Думать о сыне, Брайане, было так же трудно: каким бы человеком он стал? Каково было бы смотреть, как мальчик подрастает, заканчивает школу, поступает в колледж? Не дай Бог, мальчуган получил бы место в банке своего деда и задыхался бы там так же, как в свое время Дэвид. Нет, это было бы слишком просто. Может быть, мальчик, заинтересовавшись тайнами океана, избрал бы иную, наполненную, жизнь – к примеру, занялся бы океанографией, проблемами охраны и очистки океана или морским строительством, тем, чем мог бы заниматься сам Дэвид, не определи семья его жизненный выбор. Он позаботился бы о том, чтобы Брайан узнал, как много на свете дорог и что он хозяин своей жизни.

Сейчас, один в ночи, одурманенный ромом, слушая, как море разбивается о риф, Мур не мог долго гнать от себя картины прошлого – вот они с сыном играют в футбол в огромном, заросшем травой парке под кудрявыми облаками; вот рука Бет касается его руки под длинным полированным столом на обеде в День благодарения в поместье у Мура– старшего; вот сверкает огнями и гремит музыкой карусель в бродячем луна-парке, их губы встречаются, а Брайан на деревянной лошадке с красными губами улыбается и хлопает в ладоши…

После того, как это случилось, после того дня, когда разразился шторм и в жизнь Мура ворвался ужас, после того как доктора определили его апатию, бессонницу и, позднее, приступы ярости как «синдром выжившего», отец встретился с ним в гостиной их родового дома; льдистые глаза старика всматривались в Мура сквозь синий дым кубинской сигары. Мур не смотрел на отца, вместо этого он сосредоточенно изучал огонь, пылавший в огромном мраморном камине.

– Если у тебя снова неприятности с полицией, Дэвид, – наконец скрипуче объявил отец, – я не намерен тебе помогать. Я хочу, чтобы ты уяснил это здесь и сейчас. С меня довольно кабацких драк и уничтожения общественной собственности.

Молодой человек хранил молчание. В камине ярко вспыхнуло полено.

– Ну? Тебе нечего мне сказать?

Мур медленно повернул голову; два ледяных взгляда встретились.

– В последний раз я не просил тебя помогать, – спокойно напомнил он.
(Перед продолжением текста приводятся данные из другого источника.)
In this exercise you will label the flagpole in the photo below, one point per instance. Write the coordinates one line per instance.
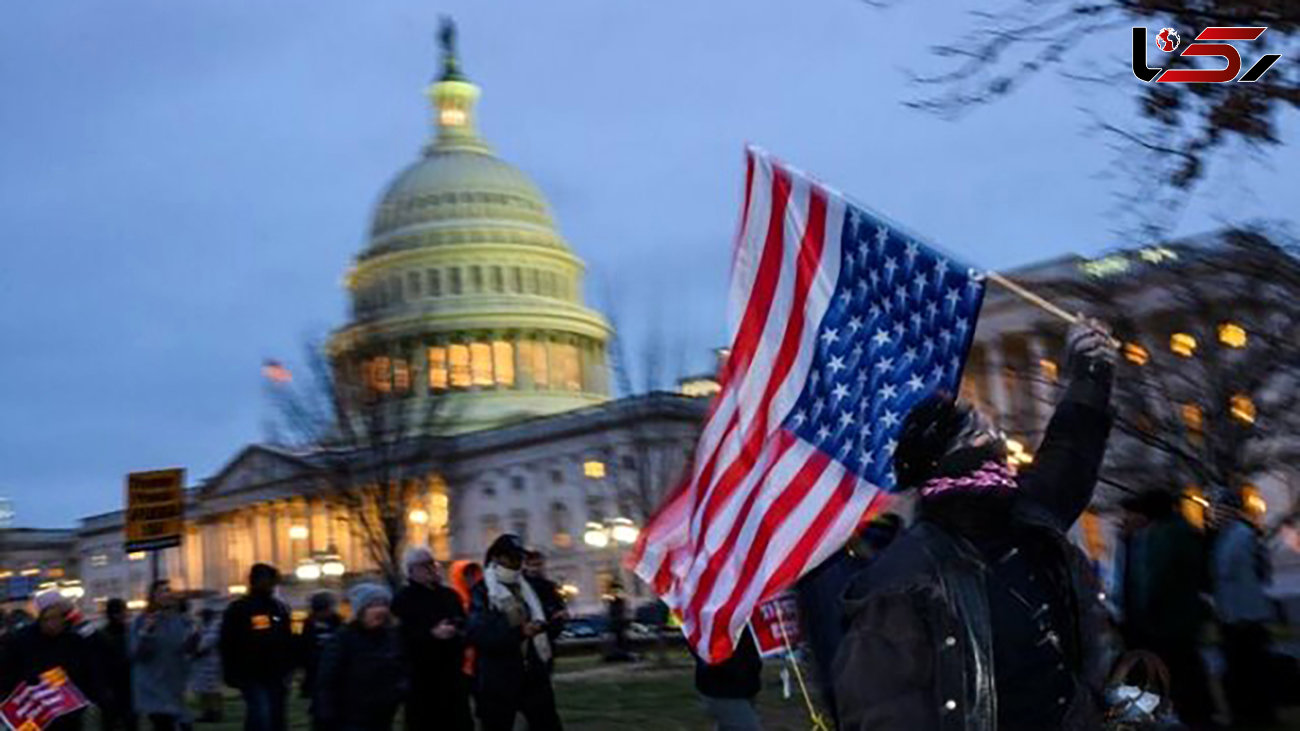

– Черт побери, иначе было нельзя! – Старик взмахнул сигарой, просыпав пепел на восточный ковер. – Или, по-твоему, я должен был оставить тебя ночевать в камере, чтобы утром какой-нибудь проклятый репортеришка нашел тебя там, опухшего от пьянства, и накропал историю о том, как сынок Хортона Мура упился, начал буянить и перебил все до единого светофоры в восьми кварталах города? Боже правый! Именно это, конечно же, и мечтают увидеть мои вкладчики!

– Да пошли твои вкладчики знаешь куда, – неслышно для отца прошептал Мур.

– Ты и сейчас сидел бы за решеткой, если бы не мои связи в городском совете! – сверкая глазами, продолжал старик. – Господи, мальчик, к чему ты катишься? Заруби себе на носу, в роду Муров не было паршивых овец! И я, покуда я жив, не стану сидеть сложа руки и смотреть, как ты превращаешься в позор семьи! Не стану!

Мур кивнул, но ничего не сказал; он слышал, как потрескивает огонь в камине, и ему казалось, что это море разбивается о камни.

– Не знаю, не знаю, – пробормотал его отец, выпуская струю дыма, которая, закручиваясь кольцами, поднялась к картине над каминной полкой. С портрета на Мура смотрела еще одна пара изобличающих суровых глаз: дед. – Возможно, дело в том, что ты единственный ребенок в семье… может быть, поэтому я до сих пор был так снисходителен к тебе. Может быть, я слишком любил тебя – не знаю… Слава Богу, что твоя мать не дожила и не видит, во что ты превратился!

Мур наконец взглянул в лицо отцу, да так яростно, что тот замолчал.